Visakhapatnam , Nov. 26

THE Insurance Regulatory and Development Authority (IRDA) wants to introduce corporate governance in the insurance sector too, but the problem lay in the fact that the companies are not listed on the stock exchanges, Mr T.K. Banerjee, one of the members of the IRDA, has said.

He was delivering the keynote address here on Friday at the inaugural session of a two-day seminar on the insurance industry, organised by Geetam Institute of Foreign Trade in association with SBI Life.

Mr Banerjee said the IRDA itself would have to formulate regulations on the role and function of the board and directors of life insurance companies and non-life insurance companies.

"We are working on the norms and they will be in place to usher in corporate governance in the sector,'' he said.

After the opening up of the sector there was a convergence of financial products, as most of the banks were selling insurance and in future, the insurance companies might take up banking, he said.

"Now three regulatory agencies — the SEBI, the RBI and the IRDA — are functioning. A fourth one might come up soon to regulate pension funds. So it is a major challenge to prevent regulatory overlap. We are working in that direction along with the other agencies,'' he said.
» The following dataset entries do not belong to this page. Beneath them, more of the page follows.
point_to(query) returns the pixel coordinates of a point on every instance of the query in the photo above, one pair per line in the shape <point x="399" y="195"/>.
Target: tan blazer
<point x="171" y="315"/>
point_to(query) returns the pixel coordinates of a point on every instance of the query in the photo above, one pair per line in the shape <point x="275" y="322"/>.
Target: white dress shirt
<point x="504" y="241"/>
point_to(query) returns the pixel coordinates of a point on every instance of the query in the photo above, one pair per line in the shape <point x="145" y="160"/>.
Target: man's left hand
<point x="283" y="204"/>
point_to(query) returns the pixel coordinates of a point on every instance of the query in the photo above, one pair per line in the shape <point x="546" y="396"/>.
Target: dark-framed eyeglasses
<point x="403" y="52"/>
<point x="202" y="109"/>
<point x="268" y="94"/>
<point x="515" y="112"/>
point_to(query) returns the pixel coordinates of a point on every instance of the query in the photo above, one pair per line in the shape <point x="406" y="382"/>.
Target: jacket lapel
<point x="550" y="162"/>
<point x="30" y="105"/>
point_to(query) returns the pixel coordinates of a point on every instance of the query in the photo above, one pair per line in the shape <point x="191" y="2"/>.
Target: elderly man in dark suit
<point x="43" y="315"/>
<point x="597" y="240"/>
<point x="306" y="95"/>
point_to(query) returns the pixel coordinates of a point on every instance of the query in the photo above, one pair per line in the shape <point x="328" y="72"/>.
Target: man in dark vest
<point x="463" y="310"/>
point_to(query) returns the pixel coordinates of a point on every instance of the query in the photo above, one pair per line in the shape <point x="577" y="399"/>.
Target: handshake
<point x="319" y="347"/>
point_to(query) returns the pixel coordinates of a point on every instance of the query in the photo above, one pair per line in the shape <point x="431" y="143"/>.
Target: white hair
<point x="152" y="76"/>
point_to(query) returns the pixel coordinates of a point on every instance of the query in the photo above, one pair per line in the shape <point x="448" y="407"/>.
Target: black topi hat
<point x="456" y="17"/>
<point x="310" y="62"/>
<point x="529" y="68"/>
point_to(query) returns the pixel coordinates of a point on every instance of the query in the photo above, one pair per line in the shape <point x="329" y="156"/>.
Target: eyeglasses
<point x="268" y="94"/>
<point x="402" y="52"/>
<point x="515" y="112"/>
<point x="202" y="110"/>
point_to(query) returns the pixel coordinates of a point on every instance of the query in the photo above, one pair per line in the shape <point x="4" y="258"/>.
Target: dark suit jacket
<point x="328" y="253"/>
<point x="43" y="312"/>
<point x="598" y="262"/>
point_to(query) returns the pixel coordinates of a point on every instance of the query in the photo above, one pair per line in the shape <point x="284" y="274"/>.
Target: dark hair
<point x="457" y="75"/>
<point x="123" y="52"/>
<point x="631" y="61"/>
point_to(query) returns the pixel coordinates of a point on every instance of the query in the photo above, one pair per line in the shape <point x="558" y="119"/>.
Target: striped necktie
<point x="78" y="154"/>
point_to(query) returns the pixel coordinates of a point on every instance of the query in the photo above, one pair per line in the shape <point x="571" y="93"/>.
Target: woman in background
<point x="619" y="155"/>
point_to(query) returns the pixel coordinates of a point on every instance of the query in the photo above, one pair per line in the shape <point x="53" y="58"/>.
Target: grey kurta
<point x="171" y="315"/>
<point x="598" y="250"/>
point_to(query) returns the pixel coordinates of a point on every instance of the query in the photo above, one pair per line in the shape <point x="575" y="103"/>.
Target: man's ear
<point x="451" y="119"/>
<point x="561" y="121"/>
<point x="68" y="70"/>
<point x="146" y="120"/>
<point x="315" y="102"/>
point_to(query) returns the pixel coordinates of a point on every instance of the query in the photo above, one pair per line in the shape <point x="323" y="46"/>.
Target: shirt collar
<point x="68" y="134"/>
Referring to general insurance, he said de-tariffing with removal of cross-subsidy and introduction of market-based pricing would have to come sooner or later as in the advanced markets.

"But we are going slow, as the companies are not yet ready,'' he said.

On medical insurance, he said, the major challenge was that in the country there was no grading of hospitals and there was no rationalisation of the fees charged by doctors. That would have to be done and there would have to be benchmarks, he said.

He also stressed the importance of micro insurance to bring those below the poverty line or slightly above it into the insurance net. Currently, out of the 104 crore people in the country, only 10 crore people were covered.

"It is a huge gap. There is ample scope for the private as well private sector companies if they can take up the challenge,'' he added.

The Director of the International Institute for Insurance and Finance, Mr M. Appa Rao, said greater attention would have to be paid to insurance education, as "most people in the country are either uninsured or underinsured or improperly insured.''

The universities in the country would have to take up insurance education in right earnest, he pleaded.

The Vice-chancellor of the Andhra University, Prof Y.C. Simhadri, welcomed the opening up of the insurance sector and opined that there was room for both public sector and private sector companies in the market.

The Vice-President of the college, Mr V. Seetharamaiah, presided over the meeting and the convener, Mr. K. Sivaramakrishna, presented a report.